When asked about where she’d like to see herself in five years, Nayer says, “I hope I’m alive, self-medicating. I see myself happier. Everything I am now, but five years better.” Nayer knows the risk that she’s taking by self-medicating, but she feels she doesn’t have any other option. Nayer says of her transfeminine friends, “They do what they want with their body, but when they get older, they’re in danger.” While Nayer, still 21, doesn’t include herself in the “they,” she too is at high risk of blood clots, infertility, and cardiac arrest.

White woman with black hair and red lipstick in front of white background.

21-year-old Nayer.

Provided by source to author

The odds that she’ll be seen by a doctor at CENESEX, according to sources who spoke with Teen Vogue on the condition of anonymity, are unlikely. CENESEX director Mariela Castro couldn’t be reached for comment. When I visited CENESEX in October 2023 on a Tuesday afternoon to interview staff at the facility, I was told by a security guard that the office was closed and only seeing patients “on an as-needed basis.”

Cuba continues to face an all-out embargo by the United States which has wrecked its economy, further exacerbating food insecurity and poverty rates in Cuba. Nayer’s story illustrates how despite public–facing inclusive policies, the island nation has been left unable to meet the healthcare needs of its LGBTQ+ population.
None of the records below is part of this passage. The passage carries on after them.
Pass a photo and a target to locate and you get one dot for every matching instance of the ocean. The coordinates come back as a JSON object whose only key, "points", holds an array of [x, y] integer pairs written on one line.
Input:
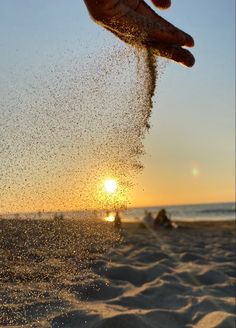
{"points": [[74, 270], [201, 212]]}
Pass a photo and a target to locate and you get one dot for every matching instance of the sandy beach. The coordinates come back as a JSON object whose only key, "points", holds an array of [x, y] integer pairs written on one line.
{"points": [[86, 274]]}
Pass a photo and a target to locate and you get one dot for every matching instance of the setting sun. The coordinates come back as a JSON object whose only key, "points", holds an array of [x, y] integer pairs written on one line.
{"points": [[110, 186]]}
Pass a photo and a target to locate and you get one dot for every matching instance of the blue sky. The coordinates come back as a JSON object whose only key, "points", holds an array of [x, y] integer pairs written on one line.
{"points": [[192, 124]]}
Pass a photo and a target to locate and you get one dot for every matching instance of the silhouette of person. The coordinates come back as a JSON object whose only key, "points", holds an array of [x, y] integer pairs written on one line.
{"points": [[162, 220], [148, 219], [117, 220], [134, 22]]}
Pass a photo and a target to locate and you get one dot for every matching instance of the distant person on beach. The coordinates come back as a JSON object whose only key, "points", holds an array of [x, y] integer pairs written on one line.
{"points": [[134, 22], [117, 220], [148, 219], [162, 220]]}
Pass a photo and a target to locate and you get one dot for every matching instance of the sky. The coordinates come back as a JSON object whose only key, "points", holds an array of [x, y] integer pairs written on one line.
{"points": [[190, 148]]}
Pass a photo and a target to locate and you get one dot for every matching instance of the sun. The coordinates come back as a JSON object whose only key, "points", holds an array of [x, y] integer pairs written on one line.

Nayer told me that one of her closest friends detransitioned due to the side effects of taking over-the-counter contraceptives. “She couldn’t take the psychological effects,” Nayer says, casting a long look at the floor of the apartment in Old Havana. Nayer's friend is no longer in contact with her, but Nayer hopes she is still alive.

Nayer insisted that I accompany her in a taxi to the location of the apartment; as soon as she was done with the interview, I had to wait with her until the taxi arrived. For sex workers like Nayer, the threat of violence is very real, and she knows that if she isn’t careful, she could end up becoming another statistic.
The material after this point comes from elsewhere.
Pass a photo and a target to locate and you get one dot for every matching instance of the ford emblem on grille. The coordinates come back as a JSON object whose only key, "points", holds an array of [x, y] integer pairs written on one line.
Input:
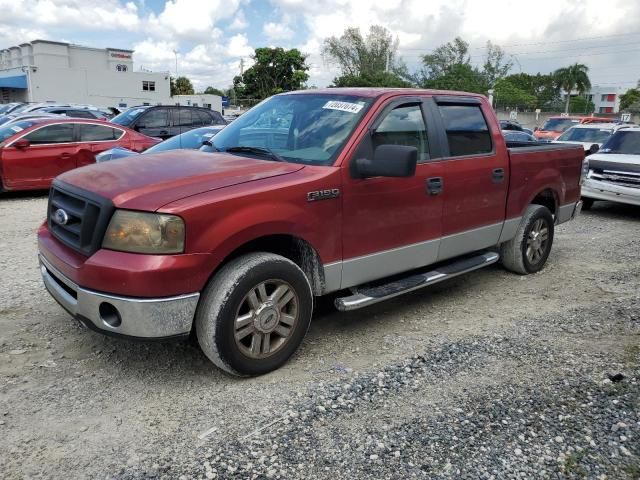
{"points": [[60, 217]]}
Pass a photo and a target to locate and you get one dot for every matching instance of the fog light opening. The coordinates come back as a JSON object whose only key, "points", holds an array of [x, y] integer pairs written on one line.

Many sex workers in Cuba identify as trans women and cater to the international sex trade, with tourists visiting from across the world to solicit the services of sex workers in Havana. It’s an open secret in Cuba that despite decriminalizing prostitution in 1976, there are still laws that target sex workers, and violence against sex workers is routine.

White woman with black hair and red lipstick in front of white background.
Provided by source to author

According to Nayer, the police will say loitering and soliciting is “anti-social conduct,” which they deem to be criminal.“When they see a trans or gay person on the street, the police will harass them,” Nayer says.

To make matters worse, there is a long history of anti-LGBTQ hate at the highest levels of Cuban society. In 1968, Cuba’s then-President Fidel Castro said, “No homosexual could ever embody the conditions and requirements of conduct that would enable us to consider him a true revolutionary, a true communist militant." In 1965, Fidel set up the countrywide Military Units to Aid Production, a set of concentration camps in the Camagüey Province with the aim of “rehabilitating” non-normative members of society, including gay men and trans women. Men in the camps were forced to labor in the heat for eleven hours each day, with widespread reports of deaths.

The situation today in Cuba is in stark contrast to the United States, where there is an abundance of wealth and medical supplies yet access to gender-affirming healthcares continues to be limited by right-wing activists. Either way, whether in Cuba or the U.S., it appears that the trans community will continue to face restrictions in access to healthcare.